La Commissione Ue ha aperto un’indagine approfondita sulla proposta acquisizione di Shazam da parte di Apple. Dopo le prime indagini, Bruxelles teme che l’operazione possa ridurre la scelta per i servizi streaming di musica e che Apple ottenga accesso a dati sensibili commercialmente sui clienti dei suoi concorrenti, che le consentirebbero di mirare dritto ad incoraggiarli a cambiare fornitore e rivolgersi ad Apple Music.

Margrethe Vestager (Foto Ansa – EPA/OLIVIER HOSLET)

L’Unione Europea aveva acceso un faro sull’operazione il 6 febbraio scorso dopo una lettera in cui Austria, Francia, Islanda, Italia, Norvegia, Spagna e Svezia, sollevavano preoccupazioni. Ed aveva accettato di valutare l’operazione nonostante non raggiungesse la soglia minima di fatturato che obbliga la notifica alla Ue in base alle norme sulle fusioni.

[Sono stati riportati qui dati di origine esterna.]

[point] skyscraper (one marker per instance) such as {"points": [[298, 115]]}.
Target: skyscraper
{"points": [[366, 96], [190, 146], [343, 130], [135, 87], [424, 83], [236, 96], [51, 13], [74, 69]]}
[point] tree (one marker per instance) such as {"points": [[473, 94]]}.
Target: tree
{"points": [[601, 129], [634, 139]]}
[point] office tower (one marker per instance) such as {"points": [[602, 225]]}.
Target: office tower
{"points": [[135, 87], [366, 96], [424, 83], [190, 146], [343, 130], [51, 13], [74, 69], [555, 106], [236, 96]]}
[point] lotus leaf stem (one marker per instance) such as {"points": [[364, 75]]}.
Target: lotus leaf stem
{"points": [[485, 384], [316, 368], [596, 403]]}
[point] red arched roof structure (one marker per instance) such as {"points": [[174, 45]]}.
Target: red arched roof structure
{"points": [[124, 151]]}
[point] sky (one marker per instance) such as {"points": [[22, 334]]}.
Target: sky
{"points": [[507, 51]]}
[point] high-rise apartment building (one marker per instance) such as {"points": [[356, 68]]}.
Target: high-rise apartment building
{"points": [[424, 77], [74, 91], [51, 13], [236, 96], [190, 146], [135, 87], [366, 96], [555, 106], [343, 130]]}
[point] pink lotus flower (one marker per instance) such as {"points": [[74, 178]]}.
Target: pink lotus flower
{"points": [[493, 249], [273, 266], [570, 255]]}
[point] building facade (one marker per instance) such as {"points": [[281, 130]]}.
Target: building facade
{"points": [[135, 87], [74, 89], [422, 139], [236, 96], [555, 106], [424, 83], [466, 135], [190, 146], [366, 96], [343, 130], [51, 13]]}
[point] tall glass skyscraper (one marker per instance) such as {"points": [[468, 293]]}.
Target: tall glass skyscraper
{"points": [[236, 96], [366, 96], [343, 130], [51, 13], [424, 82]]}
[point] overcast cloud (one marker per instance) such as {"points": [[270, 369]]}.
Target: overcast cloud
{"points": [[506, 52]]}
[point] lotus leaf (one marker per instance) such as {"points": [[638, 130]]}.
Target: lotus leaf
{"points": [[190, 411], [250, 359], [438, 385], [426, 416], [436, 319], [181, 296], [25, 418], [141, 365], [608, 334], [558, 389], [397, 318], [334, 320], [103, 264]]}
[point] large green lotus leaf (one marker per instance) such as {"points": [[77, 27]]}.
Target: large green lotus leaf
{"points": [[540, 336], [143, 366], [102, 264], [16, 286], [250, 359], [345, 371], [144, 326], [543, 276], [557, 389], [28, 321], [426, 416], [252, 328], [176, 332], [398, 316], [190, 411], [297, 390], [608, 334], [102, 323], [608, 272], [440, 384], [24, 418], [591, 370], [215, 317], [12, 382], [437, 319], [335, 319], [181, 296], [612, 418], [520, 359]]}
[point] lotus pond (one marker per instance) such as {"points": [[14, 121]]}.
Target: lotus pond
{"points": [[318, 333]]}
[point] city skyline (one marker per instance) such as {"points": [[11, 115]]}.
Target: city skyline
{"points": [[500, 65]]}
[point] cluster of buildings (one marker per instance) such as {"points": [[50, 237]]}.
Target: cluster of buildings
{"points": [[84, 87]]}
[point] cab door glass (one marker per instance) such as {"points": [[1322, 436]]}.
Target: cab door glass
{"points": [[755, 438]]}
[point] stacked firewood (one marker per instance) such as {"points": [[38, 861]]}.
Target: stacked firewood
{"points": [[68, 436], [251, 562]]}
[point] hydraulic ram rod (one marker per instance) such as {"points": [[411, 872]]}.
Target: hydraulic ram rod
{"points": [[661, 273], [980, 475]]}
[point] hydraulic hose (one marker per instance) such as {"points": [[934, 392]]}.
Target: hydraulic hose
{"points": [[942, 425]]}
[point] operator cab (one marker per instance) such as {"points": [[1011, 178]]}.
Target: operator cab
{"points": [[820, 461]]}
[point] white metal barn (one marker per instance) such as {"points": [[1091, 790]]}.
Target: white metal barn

“Il modo in cui le persone ascoltano la musica è cambiato significativamente negli anni scorsi, con sempre più europei che usano servizi di streaming. La nostra indagine ha lo scopo di assicurare che gli appassionati continuino ad avere un’offerta attraente”, ha detto la commissaria alla concorrenza, Margrethe Vestager.

La fusione combinerebbe due player significativi nell’indutsria della musica digitale, ha spiegato l’Ue, attivi in aree di business complementari. Apple offre streaming con ‘Apple Music’, che negli ultimi tre anni è diventato il secondo fornitore più grande in Europa. Shazam è leader nel riconoscimento musicale per i devices mobili in Europa e nel mondo.